Negative findings in radiology reports and other clinical documents contain information important to clinical care, medical research, and education.

Negative findings in radiology reports and other clinical documents contain information important to clinical care, medical research, and education.

Negative findings need to be automatically detected, however, to be correctly indexed and used by computers in decision support and other applications. Negation detection has become a universal challenge in digital information retrieval.

A new paper presents a novel automated approach to detect negative findings in free text (J Am Med Inform Assoc 2007;14:304-311).
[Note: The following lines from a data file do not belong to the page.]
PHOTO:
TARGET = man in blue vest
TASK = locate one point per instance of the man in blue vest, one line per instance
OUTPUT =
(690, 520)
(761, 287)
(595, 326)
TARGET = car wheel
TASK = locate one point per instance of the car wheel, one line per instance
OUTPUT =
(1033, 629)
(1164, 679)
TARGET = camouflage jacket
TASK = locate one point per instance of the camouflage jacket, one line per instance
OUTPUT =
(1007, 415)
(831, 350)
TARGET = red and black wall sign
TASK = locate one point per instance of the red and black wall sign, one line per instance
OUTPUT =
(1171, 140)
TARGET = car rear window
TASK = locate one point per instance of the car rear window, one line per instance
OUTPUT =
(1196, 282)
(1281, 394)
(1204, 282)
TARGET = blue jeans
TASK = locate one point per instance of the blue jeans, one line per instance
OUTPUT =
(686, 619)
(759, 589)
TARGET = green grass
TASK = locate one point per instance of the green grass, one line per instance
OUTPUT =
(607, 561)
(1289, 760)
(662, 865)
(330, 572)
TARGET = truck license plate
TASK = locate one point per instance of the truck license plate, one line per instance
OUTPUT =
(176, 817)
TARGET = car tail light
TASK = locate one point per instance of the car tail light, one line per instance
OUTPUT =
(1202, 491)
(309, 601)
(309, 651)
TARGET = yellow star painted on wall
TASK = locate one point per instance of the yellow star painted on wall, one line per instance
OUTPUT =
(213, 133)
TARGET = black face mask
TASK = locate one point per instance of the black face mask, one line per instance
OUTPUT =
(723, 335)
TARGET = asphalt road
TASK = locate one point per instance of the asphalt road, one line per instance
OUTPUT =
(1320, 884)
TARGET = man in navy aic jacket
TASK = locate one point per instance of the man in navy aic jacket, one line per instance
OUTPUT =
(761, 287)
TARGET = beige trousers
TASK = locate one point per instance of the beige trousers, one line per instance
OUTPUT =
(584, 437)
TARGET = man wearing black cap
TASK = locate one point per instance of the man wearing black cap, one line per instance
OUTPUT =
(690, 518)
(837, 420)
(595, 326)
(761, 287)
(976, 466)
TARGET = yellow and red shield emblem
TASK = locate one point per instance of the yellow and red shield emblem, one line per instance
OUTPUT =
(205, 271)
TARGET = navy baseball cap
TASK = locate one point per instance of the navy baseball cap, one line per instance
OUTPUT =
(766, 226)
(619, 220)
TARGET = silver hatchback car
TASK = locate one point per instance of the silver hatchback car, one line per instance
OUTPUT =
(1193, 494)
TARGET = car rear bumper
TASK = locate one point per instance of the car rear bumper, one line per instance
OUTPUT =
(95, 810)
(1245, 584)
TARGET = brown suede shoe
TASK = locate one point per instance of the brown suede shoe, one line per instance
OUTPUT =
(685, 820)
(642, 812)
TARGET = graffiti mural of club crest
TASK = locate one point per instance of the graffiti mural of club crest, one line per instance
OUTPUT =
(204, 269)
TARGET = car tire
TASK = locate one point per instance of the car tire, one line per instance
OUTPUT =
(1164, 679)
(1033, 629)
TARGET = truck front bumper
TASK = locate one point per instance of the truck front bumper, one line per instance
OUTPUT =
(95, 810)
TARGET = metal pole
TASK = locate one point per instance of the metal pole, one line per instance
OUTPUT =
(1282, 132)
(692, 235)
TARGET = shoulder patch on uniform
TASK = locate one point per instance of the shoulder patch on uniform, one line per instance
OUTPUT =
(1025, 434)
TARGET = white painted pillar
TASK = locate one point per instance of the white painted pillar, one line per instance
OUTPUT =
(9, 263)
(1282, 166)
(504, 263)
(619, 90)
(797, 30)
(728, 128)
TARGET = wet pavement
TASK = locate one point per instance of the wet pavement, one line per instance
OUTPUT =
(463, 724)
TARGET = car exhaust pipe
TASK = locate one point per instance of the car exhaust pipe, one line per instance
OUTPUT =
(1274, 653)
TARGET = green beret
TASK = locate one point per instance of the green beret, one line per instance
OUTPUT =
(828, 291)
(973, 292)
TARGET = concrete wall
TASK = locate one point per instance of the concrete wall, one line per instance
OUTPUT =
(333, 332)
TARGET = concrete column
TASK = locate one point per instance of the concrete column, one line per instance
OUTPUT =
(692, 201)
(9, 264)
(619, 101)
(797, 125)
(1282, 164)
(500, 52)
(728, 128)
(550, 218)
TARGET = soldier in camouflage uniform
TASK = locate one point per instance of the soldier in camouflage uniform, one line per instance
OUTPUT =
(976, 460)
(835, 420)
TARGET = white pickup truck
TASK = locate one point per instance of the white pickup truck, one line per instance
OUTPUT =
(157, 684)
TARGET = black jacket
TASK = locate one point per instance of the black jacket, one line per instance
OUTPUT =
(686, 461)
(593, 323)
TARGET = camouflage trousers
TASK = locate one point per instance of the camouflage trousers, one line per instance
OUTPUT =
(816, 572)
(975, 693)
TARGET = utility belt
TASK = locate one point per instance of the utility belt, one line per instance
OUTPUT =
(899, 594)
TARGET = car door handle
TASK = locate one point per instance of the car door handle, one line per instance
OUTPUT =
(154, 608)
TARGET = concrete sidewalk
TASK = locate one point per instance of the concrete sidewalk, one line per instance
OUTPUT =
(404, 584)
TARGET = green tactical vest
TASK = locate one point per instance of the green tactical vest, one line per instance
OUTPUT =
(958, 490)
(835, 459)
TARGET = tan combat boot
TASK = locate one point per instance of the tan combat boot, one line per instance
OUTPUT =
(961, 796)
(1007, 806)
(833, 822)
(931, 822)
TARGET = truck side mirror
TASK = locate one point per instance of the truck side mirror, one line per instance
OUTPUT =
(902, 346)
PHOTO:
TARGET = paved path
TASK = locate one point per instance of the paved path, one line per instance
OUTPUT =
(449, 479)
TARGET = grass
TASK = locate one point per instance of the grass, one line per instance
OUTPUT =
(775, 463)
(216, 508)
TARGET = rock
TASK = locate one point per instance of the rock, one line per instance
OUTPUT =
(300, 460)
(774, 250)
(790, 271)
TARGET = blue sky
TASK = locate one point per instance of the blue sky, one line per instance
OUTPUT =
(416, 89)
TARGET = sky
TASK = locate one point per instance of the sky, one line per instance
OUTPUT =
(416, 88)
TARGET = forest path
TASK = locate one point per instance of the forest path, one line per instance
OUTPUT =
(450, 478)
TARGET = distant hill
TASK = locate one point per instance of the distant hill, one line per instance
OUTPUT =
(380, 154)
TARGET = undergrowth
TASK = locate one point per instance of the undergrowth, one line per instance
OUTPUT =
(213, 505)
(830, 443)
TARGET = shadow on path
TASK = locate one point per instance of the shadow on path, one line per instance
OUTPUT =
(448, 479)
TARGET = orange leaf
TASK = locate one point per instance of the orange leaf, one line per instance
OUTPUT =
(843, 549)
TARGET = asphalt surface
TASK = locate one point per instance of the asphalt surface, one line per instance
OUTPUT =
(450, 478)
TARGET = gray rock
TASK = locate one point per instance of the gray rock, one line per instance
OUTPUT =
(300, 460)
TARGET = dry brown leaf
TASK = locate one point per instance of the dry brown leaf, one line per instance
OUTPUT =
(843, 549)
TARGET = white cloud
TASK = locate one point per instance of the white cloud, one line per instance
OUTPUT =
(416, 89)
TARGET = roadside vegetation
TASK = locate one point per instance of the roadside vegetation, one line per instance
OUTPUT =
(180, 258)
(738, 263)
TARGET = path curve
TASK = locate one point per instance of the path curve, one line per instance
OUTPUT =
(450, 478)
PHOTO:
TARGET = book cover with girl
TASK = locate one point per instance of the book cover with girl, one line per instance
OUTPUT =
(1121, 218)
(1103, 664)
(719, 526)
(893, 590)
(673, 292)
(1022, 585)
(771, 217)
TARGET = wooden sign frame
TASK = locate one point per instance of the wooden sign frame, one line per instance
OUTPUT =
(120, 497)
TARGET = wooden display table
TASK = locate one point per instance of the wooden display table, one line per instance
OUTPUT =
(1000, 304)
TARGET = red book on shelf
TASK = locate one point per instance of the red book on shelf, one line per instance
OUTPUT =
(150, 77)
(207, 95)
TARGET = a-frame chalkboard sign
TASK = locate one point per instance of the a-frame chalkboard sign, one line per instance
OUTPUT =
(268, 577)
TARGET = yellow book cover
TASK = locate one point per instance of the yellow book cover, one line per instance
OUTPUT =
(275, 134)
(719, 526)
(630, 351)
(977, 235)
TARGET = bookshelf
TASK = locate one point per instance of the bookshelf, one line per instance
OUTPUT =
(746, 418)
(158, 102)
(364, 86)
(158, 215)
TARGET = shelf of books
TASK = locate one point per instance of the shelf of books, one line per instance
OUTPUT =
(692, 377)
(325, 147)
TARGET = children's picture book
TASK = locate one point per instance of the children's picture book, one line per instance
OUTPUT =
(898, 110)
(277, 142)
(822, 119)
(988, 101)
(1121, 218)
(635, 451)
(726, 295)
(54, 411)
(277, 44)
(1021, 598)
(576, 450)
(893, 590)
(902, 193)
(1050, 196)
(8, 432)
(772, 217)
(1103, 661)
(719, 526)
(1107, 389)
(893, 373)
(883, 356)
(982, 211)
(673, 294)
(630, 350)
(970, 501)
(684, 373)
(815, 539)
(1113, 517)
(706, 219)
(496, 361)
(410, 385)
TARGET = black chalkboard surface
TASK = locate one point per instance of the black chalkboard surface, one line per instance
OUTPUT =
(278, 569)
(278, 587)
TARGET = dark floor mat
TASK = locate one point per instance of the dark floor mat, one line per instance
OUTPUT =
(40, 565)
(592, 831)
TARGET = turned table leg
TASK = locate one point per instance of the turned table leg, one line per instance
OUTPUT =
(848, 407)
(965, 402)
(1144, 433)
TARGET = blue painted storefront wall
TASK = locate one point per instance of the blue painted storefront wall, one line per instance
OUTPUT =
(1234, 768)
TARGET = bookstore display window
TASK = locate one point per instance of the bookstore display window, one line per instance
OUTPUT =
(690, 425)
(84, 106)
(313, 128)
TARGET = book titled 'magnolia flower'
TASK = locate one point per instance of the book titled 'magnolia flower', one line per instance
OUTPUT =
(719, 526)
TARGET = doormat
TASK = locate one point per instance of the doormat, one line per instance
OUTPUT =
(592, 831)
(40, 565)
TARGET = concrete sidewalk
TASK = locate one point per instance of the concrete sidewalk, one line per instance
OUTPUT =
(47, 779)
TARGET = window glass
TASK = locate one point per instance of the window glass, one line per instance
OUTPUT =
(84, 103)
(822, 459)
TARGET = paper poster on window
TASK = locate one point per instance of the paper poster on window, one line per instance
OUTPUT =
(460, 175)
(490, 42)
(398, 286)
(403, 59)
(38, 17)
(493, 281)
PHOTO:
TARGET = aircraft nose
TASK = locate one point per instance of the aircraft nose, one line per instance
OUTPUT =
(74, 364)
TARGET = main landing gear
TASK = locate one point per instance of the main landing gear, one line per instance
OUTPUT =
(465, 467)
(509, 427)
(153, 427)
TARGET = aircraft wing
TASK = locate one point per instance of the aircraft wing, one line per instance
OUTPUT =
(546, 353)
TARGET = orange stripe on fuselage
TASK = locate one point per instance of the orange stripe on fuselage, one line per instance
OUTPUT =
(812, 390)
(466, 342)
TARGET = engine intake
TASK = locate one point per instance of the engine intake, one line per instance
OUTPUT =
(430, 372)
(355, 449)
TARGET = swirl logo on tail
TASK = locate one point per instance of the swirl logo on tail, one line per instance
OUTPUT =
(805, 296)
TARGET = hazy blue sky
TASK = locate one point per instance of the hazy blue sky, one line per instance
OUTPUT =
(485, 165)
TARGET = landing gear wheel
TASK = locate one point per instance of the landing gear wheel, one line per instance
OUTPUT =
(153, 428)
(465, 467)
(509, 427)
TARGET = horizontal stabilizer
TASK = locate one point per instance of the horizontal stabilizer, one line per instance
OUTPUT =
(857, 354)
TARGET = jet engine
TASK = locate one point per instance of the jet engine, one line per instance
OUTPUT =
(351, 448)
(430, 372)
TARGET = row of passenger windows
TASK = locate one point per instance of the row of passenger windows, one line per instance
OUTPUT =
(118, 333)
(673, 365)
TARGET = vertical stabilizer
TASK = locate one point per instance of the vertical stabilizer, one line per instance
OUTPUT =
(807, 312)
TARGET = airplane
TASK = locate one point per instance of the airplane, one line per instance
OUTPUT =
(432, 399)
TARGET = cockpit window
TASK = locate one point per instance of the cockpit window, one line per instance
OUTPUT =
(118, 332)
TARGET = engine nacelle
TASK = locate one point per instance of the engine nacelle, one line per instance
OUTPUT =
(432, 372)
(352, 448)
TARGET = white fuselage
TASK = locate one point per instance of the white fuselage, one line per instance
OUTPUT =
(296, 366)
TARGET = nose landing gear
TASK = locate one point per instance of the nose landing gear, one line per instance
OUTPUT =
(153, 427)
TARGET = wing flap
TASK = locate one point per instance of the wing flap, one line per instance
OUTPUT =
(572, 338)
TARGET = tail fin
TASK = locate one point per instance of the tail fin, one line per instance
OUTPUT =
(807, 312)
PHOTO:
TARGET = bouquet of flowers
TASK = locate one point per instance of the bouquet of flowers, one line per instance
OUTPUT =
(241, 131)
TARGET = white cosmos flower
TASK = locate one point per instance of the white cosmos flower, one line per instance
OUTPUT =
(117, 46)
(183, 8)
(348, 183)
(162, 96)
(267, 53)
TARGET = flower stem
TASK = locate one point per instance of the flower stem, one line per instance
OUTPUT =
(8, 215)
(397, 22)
"The method combines previously designed negation detection systems that used lexical regular expression approaches and syntactical, or grammatical, parsing," said Yang Huang, Ph.D., of the Center for Clinical Informatics at Stanford University.

The more common regular expression matching treats text as a string and matches it against predefined 1D string patterns. The problem with this method is that determining the scope of a negation can be difficult because the lexical approach does not use the syntactical structural information of a sentence.

Syntactical information is embedded in sentence trees generated through parsing that directly reflect an understanding of the sentence and are, therefore, more informative in detecting negations, Huang said.

"However, since it is very difficult to generate parse trees accurately, the syntactical approach may very likely be less accurate," he said.

Huang's remedy is a hybrid approach that combines the advantages of the two earlier approaches. A classification of negations was first developed according to the syntactical categories of negation signals and the phrase patterns to locate negated phrases.

For example, in the phrase "There is no evidence of cervical lymph node enlargement," "no" is the negation signal used to denote that a following concept is negated, and "cervical lymph node enlargement" is the negated phrase.

"A classifier first detects possible negation in a sentence and classifies the negation into one of 11 categories by regular expression matching," he said. "The computer then extracts the negated phrases from the parse tree, according to grammar rules developed for that negation type. Regular expression matching is fast and sensitive in identifying the type of negations, while the grammatical approach helps locate negated phrases accurately within or outside the proximity of the negation signal."

Huang's hybrid approach identifies negated phrases in radiology reports with a sensitivity of 92.6%, positive predictive value of 98.6%, and specificity of 99.87%. It could help indexing systems and software applications detect negative findings more accurately and reduce most false positives.

"Modeling and integration of radiology reports and other narrative clinical documents are of critical importance for projects that support biomedical research and education successfully," Huang said.

With constant improvements in technology and research, intelligent computer applications will be able to help clinicians to improve the safety, quality, and efficiency of patient care, he said.